Anyway we talked about it in therapy today. And I think the main reason I didn’t want to see so much about the residential schools is because it hit too close to home in a way I’m still struggling to accept. I was like, going on Reddit instead and reading about people’s relationship problems because the residential schools stuff was so overwhelming.
And my therapist brought up intergenerational trauma. And like yeah I guess theoretically I know I probably have it but I didn’t sit down and start putting pieces together until after my therapy appointment.
But I was reading about it and they said descendants of people who had been in residential school had higher rates of psychological distress and suicide. And I started thinking about when I was a kid and the suicide thoughts started showing up. And they were SO STRONG. And like, so automatic. Like I didn’t feel I had much control over them. And I came so close to trying so many times. And my family had to have me doctored and then of course as an adult I got on psych meds to deal with it. But my therapist said something about how sometimes we are carrying things that don’t belong to us, they belong to our ancestors.
And I think if I was in a residential school yeah suicide would seem like one of the only ways to escape. My Grandma didn’t do that, she’s still alive today. But like, I can see that kind of distress and hopelessness feeling like a legit way to feel in that situation.
And the way I dealt with my suicidal feelings was to learn how to problemsolve, because usually that’s what they were in reaction to, all kinds of problems, like work or career or love or whatever. And it really did help (my meds help too) and I haven’t been suicidal in years. But like, you can’t problemsolve your way out of residential school. My Grandma and her sister ran away when they were 10 and some men on horses just brought them back. And I think that also relates to my feelings of hopelessness at times when facing oppression or even interpersonal conflict, like I just kind of accept shit because fighting only means you’ll be punished even worse.
But it also makes me wonder about all those Indigenous youth who have been dying by suicide, if it’s ALSO an automatic thought that is just living in their bodies because their mom or dad or grandparents were in residential schools.
It really makes me rethink my history and my feelings and my mood disorder. Cause I think I felt like if I had those feelings I must be so broken. Who would feel like they needed to kill themselves because things got hard? And then I also wonder about my drug and alcohol abuse and if that ties in somehow as well. I mean probably.
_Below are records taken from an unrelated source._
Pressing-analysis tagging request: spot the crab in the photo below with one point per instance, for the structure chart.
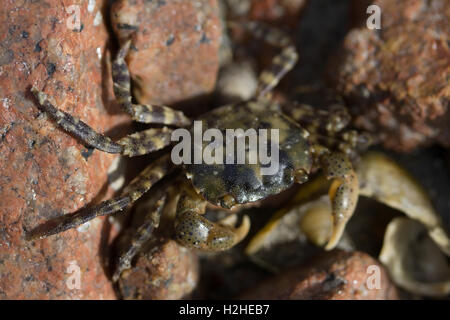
(309, 140)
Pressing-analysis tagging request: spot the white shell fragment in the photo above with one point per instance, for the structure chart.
(413, 260)
(383, 180)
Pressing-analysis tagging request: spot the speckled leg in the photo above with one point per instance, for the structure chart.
(140, 185)
(281, 63)
(193, 230)
(343, 192)
(140, 113)
(132, 145)
(328, 127)
(142, 235)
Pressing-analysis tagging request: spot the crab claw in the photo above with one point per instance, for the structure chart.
(343, 192)
(193, 230)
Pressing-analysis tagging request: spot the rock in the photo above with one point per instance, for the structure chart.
(272, 11)
(336, 275)
(396, 78)
(45, 172)
(165, 271)
(176, 56)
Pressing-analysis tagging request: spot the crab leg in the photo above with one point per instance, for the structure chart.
(139, 112)
(343, 192)
(142, 235)
(193, 230)
(132, 145)
(140, 185)
(281, 64)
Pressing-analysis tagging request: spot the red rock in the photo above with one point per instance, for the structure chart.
(165, 271)
(177, 47)
(336, 275)
(397, 78)
(45, 172)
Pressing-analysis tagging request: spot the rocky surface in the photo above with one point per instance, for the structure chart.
(176, 45)
(46, 173)
(164, 271)
(336, 275)
(397, 78)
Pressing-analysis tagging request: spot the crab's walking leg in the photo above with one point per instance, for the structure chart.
(132, 145)
(281, 64)
(328, 127)
(140, 113)
(141, 184)
(343, 192)
(193, 230)
(142, 235)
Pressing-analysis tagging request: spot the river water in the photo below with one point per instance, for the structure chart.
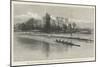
(31, 49)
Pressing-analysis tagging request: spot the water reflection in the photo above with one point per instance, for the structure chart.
(47, 49)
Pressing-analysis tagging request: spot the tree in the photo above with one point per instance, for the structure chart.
(47, 26)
So there’s lots going on in my head and I’m trying to pull out the pieces and find out what is me and what is inherited trauma. Cause I feel like I would be such a different kind of person if I didn’t have this in my body. And like, would I have been able to form more solid relationships and deal with conflict better? Would I be able to stand up for myself more? Would I have been a happier person and not needed to waste so many years doing drugs and shit?
And it’s not even just the schools but also all kinds of trauma that my Mom’s family went through way back when the bison all got killed and they were being starved and fighting the government and being trapped on reserves and the smallpox and all of that shit. Like what did that do to our family? Is that why we have so much bipolar disorder and ADHD?
But also I was thinking about what it would feel like to be trapped in a residential school and not be allowed to leave. And like, I’ve spent 12 weeks altogether in my life involuntarily committed to psych wards. So I know what it’s like to not be allowed to leave an institution and to have rules put on you and to be traumatized in those spaces by the workers and the patients. And I was thinking about how that was like a recreation of the kind of trauma being stuck in a residential school would feel like. One hospital I was in was fine, but the first one in Montreal was so awful that I had intense PTSD for four years afterwards. And I think it’s so interesting that I would have that experience and it would be similar to what my Grandma had (although yeah way shorter and I got to leave and not come back). Having your freedom taken away is a horror that I think is very difficult to describe. It’s traumatizing really. And then to have to go through that for years as a child? Ugh!
There are graves at the school my Grandma was at, she remembers them digging them up to move them because they were too close to the playground. So awful.
I don’t know. My therapist is Jewish tho which I just found out today and which makes me feel better because she knows intergenerational trauma. It’s such a weird particular thing. And like how do you heal from that?
Anyway, she says we can talk about it more as we go along which is great for me because I want to figure this shit out and not have it negatively impacting my life in the same ways it has been. I also got to cry a lot in therapy which was good for me because I hadn’t cried about this stuff until today.